Anger Directment Management
by Michele Christopher

[author's note: sometimes a day is kind of long and you need to grab something from the recycle bin to fill your column up. It happens. Tonight's column was written July 29, 2002. I think most of you will be able to pick up a slight difference in attitude and personality from then til now.]

I've been doing a little research on anger management. All this counting to ten and deep breaths seems good on the surface, but I don't buy it. If you repress whatever anger you are feeling at the moment, it will only come out a different - most likely inappropriate - time.

I think the better device to use is something I call Anger Directment. It's about making sure that the rage and frustration you are feeling is directed toward the part(ies) that have caused the feelings in the first place.

Sometimes, you curse and scream at the person driving next to you because you are in a mood. And sometimes, it's just because that person is an asshole. Former bad. Latter good. Misplaced anger can only lead to things like estrangement, family feuds or an appearance on COPS.

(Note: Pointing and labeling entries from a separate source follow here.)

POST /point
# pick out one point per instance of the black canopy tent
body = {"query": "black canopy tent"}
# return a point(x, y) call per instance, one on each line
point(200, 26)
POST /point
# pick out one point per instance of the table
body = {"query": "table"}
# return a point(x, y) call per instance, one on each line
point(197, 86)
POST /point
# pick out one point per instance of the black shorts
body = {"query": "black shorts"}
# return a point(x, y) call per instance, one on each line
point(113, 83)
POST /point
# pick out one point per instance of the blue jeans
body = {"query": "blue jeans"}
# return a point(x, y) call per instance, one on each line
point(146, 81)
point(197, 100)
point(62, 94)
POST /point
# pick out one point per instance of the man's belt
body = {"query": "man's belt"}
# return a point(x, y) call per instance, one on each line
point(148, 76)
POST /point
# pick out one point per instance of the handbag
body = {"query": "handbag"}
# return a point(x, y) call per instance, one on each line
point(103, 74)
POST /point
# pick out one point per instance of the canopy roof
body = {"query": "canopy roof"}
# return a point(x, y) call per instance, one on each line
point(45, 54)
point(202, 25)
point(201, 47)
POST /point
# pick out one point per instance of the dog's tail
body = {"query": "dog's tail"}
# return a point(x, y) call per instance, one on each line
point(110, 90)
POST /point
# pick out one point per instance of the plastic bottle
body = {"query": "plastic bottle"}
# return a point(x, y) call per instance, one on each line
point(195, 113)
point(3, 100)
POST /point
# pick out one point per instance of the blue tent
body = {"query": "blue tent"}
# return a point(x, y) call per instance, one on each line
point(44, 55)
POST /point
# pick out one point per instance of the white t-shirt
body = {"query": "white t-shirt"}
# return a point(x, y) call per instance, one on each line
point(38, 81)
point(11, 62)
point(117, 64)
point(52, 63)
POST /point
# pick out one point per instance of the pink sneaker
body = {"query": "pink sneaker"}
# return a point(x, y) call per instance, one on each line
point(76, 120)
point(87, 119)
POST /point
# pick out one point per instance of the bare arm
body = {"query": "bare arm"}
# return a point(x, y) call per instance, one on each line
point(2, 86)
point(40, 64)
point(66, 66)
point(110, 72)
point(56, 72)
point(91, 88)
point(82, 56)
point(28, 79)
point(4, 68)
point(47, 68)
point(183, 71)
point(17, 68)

I know that this is not the way you have been taught to deal with anger. Violence begets violence and all that touchy feely crap.

Well, this isn't touchy feely time here. This is reality. This is the place where someone tells you the raw truth - that saying "I feel hurt when you call me a stupid bitch" is gonna get you nowhere except crying into your pillow later on that night. Think of how much better a well placed kick would work in that case.

See, if someone pisses me off enough to the point that I feel violent toward them, why should I repress my anger? Why should I push it deep down where it will only simmer and fester and then boil over long after the event that put the anger there in the first place has passed?

Let's invent a scenario.

You are at work. A co-worker stops by your office to chit-chat. You really don't like this person and have no desire to talk with them. Your dislike for them is valid; this person is a self-absorbed creep who looks down your shirt when you talk and is crude, demeaning, sexist and racist.

You are trapped at your desk as he stands in the doorway. In the space of two minutes he has managed to offend you three times and question your integrity, your work ethic, your sexual needs and your lineage.

Now, someone give me a good reason why I should count to ten and take a deep breath in this scenario. Why should I let this person run rampant over my feelings and let it go as if he did nothing wrong?

I know all you armchair therapists out there are thinking something like "Well, Michele, perhaps you should just look him in the eye and say "I feel angry when you speak to me like that." That whole "speak from the I" bullshit. You know why that won't work? Because people like this hypothetical jackass would just laugh. And then he would walk away and I would spend the whole day bitching to myself about what I could have said and what I should have said. By the time I leave work, I will be in a raging frenzy and I will take it out on the poor, unsuspecting souls who are on the road with me, which will only fuel my anger, and by the time I get home I'll be ready to kick the neighbor's dog just to hear it yelp.

The scenario plays out much better if I call the guy a few choice names, tell him exactly what I think of him, and then throw a cup of steaming hot coffee at his crotch. My anger is relieved, my rage has dissipated and I made my point without being wishy-washy about it. And everyone around me is spared my misdirected wrath. Works out for everyone!

My idea is genius. Instead of trying to manage your anger - which is only therapist talk for supressing your feelings - you direct it at the right people. I mean, come on, a person who throws a beer bottle out the car window or says bad things about your family or assumes you want to crawl under his desk and service him just because you are female and he is male, well that person needs to be told in no uncertain terms how you feel about his behavior. That is called positive directive anger. Whether you kick him in the balls, or chase him down the hall with a flamethrower or hurl a string of curses at him that he has never heard before, it's all good. You are the better for it. When you are done you can sit back, relax, have a cigarette and praise yourself for releasing your rage at the right person.

If you hold it in and mutter some psychobabble to him about how your feelings are hurt and then you do your good breathing exercises, you may find yourself stabbing a little old lady in the supermarket later on when she mistakenly puts her lettuce in your cart. That is negative directive anger. Bad.

Next time the person in front of you on the six items or less express line has 12 items on the conveyer, open up her laundry detergent when she is not looking. Then offer to help her bag her groceries, making sure that the laundry detergent is packed in the same bag as her grapes. You will feel better for it, trust me. As a matter of fact, you will chuckle to yourself all the way home and your good mood will last you well into the night. And you won't have to later on deal with the hundreds of phone calls from relatives asking if that was you they saw being hauled away in handcuffs on the local news last night.

Just follow the basic rule: If a person angers you to the point that you feel the familiar stirrings of animalistic rage building up inside you, count to ten. If, by the time you get to ten there is still team coming out of your ears, punch that person in the face. Hard. Anger released, situation settled.

Who needs $150 an hour therapy when you have me? Thank me later.

Tell your dog to thank me, too.

Michele is available to speak at your company's next team-building meeting.




you were angry back then.

glad you are a little more mellow now

(it's cause of "24", isn't it?)


It's because of the Squidbillies.



Let's burn that chalkies house then!


The very first time I ever went to The Onion, I saw that cock-punching picture on the infograph or whatever. Thanks for the memories.